Puissant dans un solo de trompette joué façon musique western d’Ennio Morricone, mélancolique et sobre à la guitare acoustique en une bossa-nova chaloupée, Même sous la pluie, écrite par Françoise Hardy avec la guitariste brésilienne Tuca, et même silencieux mais attentif, présence amicale lors du tour de chant de ses camarades, Voyou sait se déployer avec aisance dans plusieurs registres.

► Alex Montembault, la voix d’or

En 2022, le rôle de la serveuse Marie-Jeanne dans Starmania, mis en scène par Thomas Jolly, révélait Alex Montembault. Un garçon pas comme les autres, Le monde est stone… Portant avec sensibilité et expertise les morceaux de bravoure signés Michel Berger et Luc Plamondon, le jeune artiste non binaire a conquis la France entière lors de la tournée fleuve de l’opéra-rock. Après deux ans sur la route dans un marathon de dates, Alex Montembault se lance en solo.

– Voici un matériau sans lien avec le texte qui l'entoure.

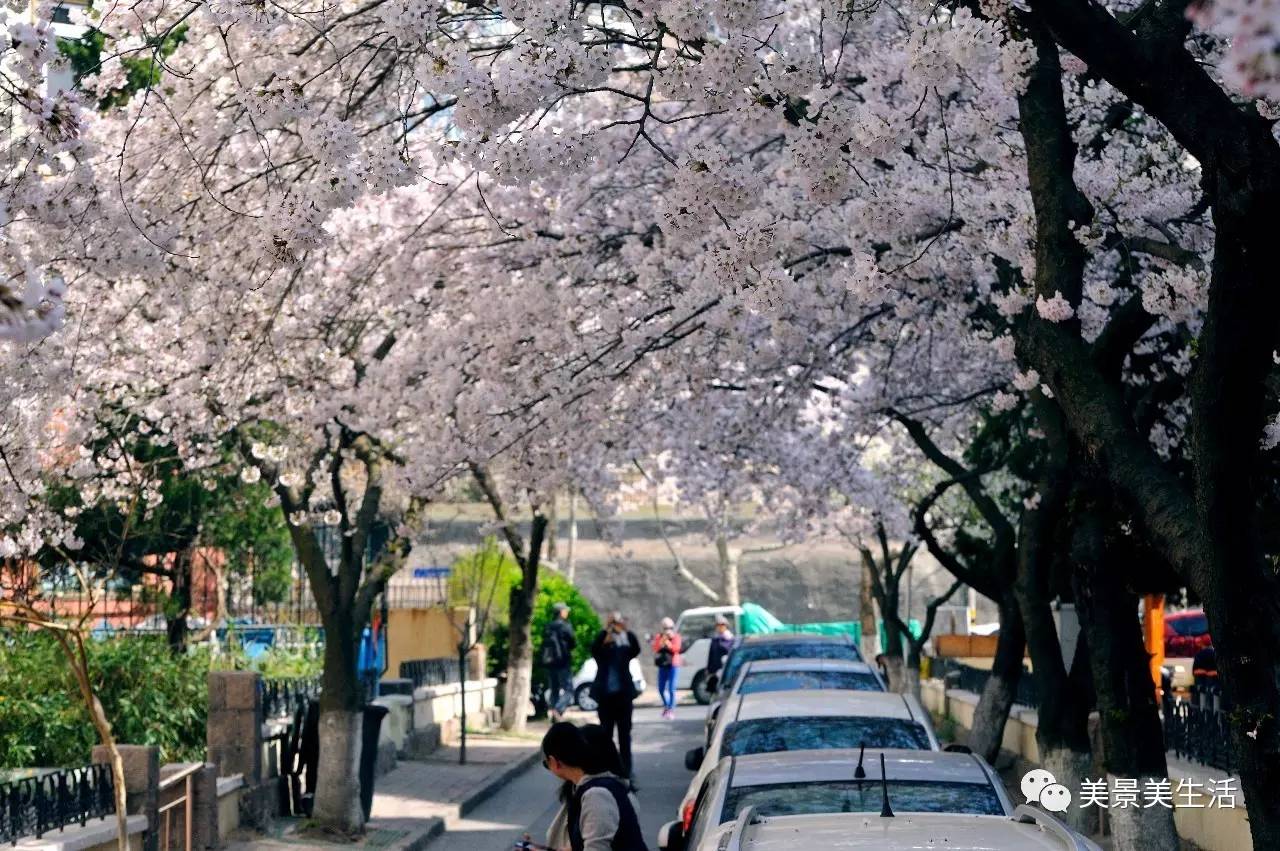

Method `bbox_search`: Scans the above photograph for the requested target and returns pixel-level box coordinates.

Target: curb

Enfant, c’est Véronique Sanson qui le bouleversait le plus, et son timbre renversant l’inscrit bien dans sa filiation. Tout en retenue et en maîtrise, il impressionne dans L’Attente, chanson venue de l’album Message personnel. Aigus vertigineux et redescente dans les graves, chant qui se développe, s’ouvre, palpite… et tant de souffle dans un simple murmure au final ! Une voix d’exception se confirme et s’affirme, affranchie de Starmania, et prête à voler de ses propres ailes.

► Solann, la pop romantique

Benjamine de la chanson française, Solann n’était pas de l’hommage à Françoise Hardy, mais ouvrait la scène le lendemain aux concerts de Clara Ysé, Thomas de Pourquery et Yamê, comme elle l’a fait au Zénith de Paris en mars pour Pierre de Maere et Zaho de Sagazan. Sans avoir encore sorti d’album complet, Solann Lis-Amboyan bouleverse déjà avec une poignée de chansons romantiques, sombres et fortes. « Chanter, pour moi, c’est assez thérapeutique », confie la jeune fille, qui a écrit et enregistré ses premiers titres pendant le confinement avant de les poster sur les réseaux sociaux, où sa génération l’a plébiscitée. Sur scène, sa frêle silhouette enveloppée de bleu, sa longue chevelure, sa robe frôlant le sol, son ukulélé la transforment en Mélusine, mystérieuse et romanesque.

Fragile d’aspect, puissante par son chant, ses rythmes s’ouvrant à l’electro et ses paroles provocantes, Solann manie l’étrangeté avec art. « Je me sens comme un agneau qui dit pardon au loup/D’avoir été trop lent à lui offrir son cou », chante-t-elle dans Rome, proclamation féministe qui clame au refrain que « c’est une chienne qui a élevé Rome ». Petit corps, Monstrueuse, Les Ogres… Avec des titres cinglants, Solann dénonce et épate. Jeune, brillante et en colère, elle porte une belle promesse artistique tout en gardant, aux prémices de son envol, de la distance. « Tous les artistes que je connais sont des gens en colère mais très gentils », sourit la jeune artiste, débutante mais fine mouche.